In article <1991Mar20.210655.4257@zaphod.mps.ohio-state.edu> I gave
(with proof but without scaffolding) an example of such a space, which
is a bit long to include here (it's less than a day old as of this
writing, so it should still be available).
In article <1991Mar20.224105.17618@ms.uky.edu> ghot@ms.uky.edu (Allan Adler) writes:
>Can Randall Dougherty be induced to explain how he thought of this
>ingenious solution ?
OK, here goes. Of course, what is given below consecutively was actually
interrupted by fairly long periods of no progress, as well as time spent
on eating, sleeping, administering and grading final exams, and other such
nonproductive activities [1/2 :-)].
[I know that stream-of-consciousness writing is a Bad Thing, but when the
subject you are writing about is your stream of consciousness, what can
you do?]
When I saw Glenn Chappell's article, the problem looked interesting
(it is of the kind I like -- in terms of basic concepts, rather than
something where it requires months of study to understand the question).
The first step was to look for any sort of relevant example to see what
was going on. A particular case of the given requirements is that
removing any single point must disconnect the space; this reminded
me of the real line, which has this property. Of course, the
two pieces one gets by removing a point from the real line are
connected open sets, so this space does not solve the original problem.
In fact, it became clear that, in the desired space, deleting a point
could not break the set into only two pieces, because these would then
be connected open sets; instead, the two pieces would have to be
composed of smaller pieces, and so on, in the manner of the Cantor
set [the space of infinite 0-1 sequences, or the result of starting
with an interval within a line and iteratively deleting middle thirds].

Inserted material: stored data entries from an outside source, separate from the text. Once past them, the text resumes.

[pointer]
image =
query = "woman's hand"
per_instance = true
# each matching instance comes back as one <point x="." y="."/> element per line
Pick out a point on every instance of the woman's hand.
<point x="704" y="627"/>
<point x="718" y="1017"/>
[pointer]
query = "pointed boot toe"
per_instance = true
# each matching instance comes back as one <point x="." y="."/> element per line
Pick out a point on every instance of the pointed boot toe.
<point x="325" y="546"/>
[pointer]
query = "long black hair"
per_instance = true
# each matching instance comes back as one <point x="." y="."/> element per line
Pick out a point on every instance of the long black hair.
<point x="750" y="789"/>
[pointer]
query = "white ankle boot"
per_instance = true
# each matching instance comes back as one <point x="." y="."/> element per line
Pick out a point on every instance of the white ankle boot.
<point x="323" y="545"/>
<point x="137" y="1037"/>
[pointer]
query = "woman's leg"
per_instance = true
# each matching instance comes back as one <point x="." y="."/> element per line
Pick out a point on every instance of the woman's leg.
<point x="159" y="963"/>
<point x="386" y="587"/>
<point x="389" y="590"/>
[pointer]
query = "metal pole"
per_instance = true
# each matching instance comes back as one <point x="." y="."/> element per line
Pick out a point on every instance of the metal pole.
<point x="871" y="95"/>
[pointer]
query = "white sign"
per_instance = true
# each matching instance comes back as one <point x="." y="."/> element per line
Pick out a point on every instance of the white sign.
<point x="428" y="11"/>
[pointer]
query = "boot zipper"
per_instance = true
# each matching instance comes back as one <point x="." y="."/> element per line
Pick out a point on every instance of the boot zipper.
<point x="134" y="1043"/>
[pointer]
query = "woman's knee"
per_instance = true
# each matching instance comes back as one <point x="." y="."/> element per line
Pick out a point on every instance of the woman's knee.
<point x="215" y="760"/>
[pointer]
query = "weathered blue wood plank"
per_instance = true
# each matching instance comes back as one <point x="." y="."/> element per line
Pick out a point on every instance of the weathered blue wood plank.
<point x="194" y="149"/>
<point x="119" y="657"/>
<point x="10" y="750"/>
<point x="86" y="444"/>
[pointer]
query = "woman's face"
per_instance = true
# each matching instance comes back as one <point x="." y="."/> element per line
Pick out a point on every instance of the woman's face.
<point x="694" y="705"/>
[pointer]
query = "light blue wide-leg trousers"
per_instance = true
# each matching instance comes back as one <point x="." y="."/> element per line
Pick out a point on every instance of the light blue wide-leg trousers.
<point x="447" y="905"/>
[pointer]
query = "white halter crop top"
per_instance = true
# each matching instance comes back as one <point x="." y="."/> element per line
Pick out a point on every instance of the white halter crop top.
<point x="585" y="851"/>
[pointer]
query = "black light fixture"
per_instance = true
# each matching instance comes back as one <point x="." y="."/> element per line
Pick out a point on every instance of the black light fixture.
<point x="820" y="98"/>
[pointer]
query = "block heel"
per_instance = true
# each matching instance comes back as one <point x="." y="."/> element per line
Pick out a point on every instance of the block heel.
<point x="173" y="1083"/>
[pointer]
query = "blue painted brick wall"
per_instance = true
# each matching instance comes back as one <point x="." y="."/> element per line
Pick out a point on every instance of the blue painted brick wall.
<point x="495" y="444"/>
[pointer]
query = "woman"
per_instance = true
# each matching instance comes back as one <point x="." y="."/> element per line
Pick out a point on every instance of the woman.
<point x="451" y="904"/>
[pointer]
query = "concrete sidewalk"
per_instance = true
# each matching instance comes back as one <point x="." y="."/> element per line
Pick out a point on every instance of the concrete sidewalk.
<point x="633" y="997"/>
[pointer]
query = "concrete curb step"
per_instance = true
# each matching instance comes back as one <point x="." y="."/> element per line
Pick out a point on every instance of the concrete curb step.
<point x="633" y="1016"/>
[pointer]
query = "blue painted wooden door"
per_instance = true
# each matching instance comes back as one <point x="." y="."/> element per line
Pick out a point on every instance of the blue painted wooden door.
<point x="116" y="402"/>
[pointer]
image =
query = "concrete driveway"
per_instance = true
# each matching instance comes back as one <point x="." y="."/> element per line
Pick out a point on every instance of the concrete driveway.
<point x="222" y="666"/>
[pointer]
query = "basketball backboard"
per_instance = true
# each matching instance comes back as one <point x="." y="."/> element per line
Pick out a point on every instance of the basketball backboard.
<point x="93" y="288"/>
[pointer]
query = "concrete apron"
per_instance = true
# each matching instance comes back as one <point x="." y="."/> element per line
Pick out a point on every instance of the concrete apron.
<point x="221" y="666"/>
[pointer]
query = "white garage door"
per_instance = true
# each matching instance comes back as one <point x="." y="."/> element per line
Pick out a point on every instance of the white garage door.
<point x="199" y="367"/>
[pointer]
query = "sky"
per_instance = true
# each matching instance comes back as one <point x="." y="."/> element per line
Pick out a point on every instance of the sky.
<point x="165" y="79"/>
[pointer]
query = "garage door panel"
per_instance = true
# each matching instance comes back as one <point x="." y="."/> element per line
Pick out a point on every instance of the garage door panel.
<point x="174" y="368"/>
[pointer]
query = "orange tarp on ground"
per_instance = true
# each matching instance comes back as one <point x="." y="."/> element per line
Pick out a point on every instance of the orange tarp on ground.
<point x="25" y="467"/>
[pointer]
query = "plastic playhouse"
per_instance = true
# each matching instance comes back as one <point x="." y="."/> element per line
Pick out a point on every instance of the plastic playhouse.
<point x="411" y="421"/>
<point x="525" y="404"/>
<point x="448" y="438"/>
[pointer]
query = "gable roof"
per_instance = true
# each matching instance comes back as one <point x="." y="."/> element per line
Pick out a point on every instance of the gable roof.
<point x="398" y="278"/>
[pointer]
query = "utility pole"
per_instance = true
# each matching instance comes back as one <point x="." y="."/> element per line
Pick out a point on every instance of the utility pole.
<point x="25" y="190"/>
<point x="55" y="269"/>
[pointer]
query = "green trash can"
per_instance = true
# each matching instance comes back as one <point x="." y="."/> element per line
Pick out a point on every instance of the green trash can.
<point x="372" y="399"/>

So the next example to look at was a "Cantor fan": take a Cantor set
within a line and a point outside the line, to be called the base
point, and connect each point of the Cantor set to the base point
with a line segment. This set is clearly connected, but deleting
the base point causes it to fall apart in the manner the problem
seems to need.
But this only works for the base point; for the desired space, it has
to work for every point. In other words, every point should be the
base point of a fan. So let's start with one fan and, for each
non-base point, attach a new fan based there. Then the deletion of
any point in the original fan will cause this new space to fall apart.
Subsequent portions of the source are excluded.